1. Combined contraceptive pill is more than 99% effective if taken correctly. Less than 1 woman in 100 will get pregnant in a year while taking the combined pill.

2. Progestogen-only pill is 99% effective if taken correctly. One woman in 100 will get pregnant in a year while taking the progestogen-only pill.

The AHRP site clearly mentions "to be fully effective, birth control pills need to be taken correctly. Missing even a few doses greatly increases your chances of pregnancy: while only 0.1 percent of women get pregnant when using the pill properly, pregnancy rates soar by 30-80 times when pills are missed. Because of the missed pills, you have a much greater chance of getting pregnant. So even though you’re back on schedule, you also need to use a back-up method of contraception — like a condom, or spermicide — for the rest of your cycle." Also if emergency contraceptive Pills treatment is initiated within 72 hours after unprotected intercourse, this reduces the risk of pregnancy by at least 75%. Quoting Oddthinking, "differences among probabilities of pregnancy for various methods will increase over time."

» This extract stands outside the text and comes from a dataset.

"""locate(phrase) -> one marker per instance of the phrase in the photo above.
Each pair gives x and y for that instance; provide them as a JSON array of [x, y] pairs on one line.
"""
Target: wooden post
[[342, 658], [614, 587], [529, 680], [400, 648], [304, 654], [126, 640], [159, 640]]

  1. Per US CDC, the effectiveness of the Pill each year is between 88% to 94% which means 6 to 12 pregnancies per 100 women can occur each year.

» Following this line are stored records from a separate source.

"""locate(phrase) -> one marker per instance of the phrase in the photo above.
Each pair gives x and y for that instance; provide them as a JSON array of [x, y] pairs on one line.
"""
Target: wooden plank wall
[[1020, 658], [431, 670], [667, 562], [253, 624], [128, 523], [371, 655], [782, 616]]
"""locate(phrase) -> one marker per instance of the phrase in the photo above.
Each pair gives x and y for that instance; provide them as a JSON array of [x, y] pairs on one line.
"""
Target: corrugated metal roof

  2. Per US HHS, the effectiveness of the combined pills is 91% each year and the effectiveness of the mini pills is 95% each year which means of 100 women who use the pill each year, about nine women may get pregnant on the combined pills and five will get pregnant on the mini-pills. The risk of pregnancy is much less for women who take the pill correctly every day at about the same time.

Per James Trussell in 2011, the progestin-only pill is less effective than the combined pill during typical use, since the progestin-only pill is probably less forgiving of nonadherence to the dosing schedule. Whether the progestin-only pill is also less effective during perfect use is unknown.

Although the lowest reported pregnancy rate for the combined pill during typical use is 0%, recent studies indicate that pregnancies do occur, albeit rarely, during perfect use. Hence, we set the perfect-use estimate for the pill at the very low level of 0.3%. The lowest reported pregnancy rate for the progestin-only pill exceeds 1%.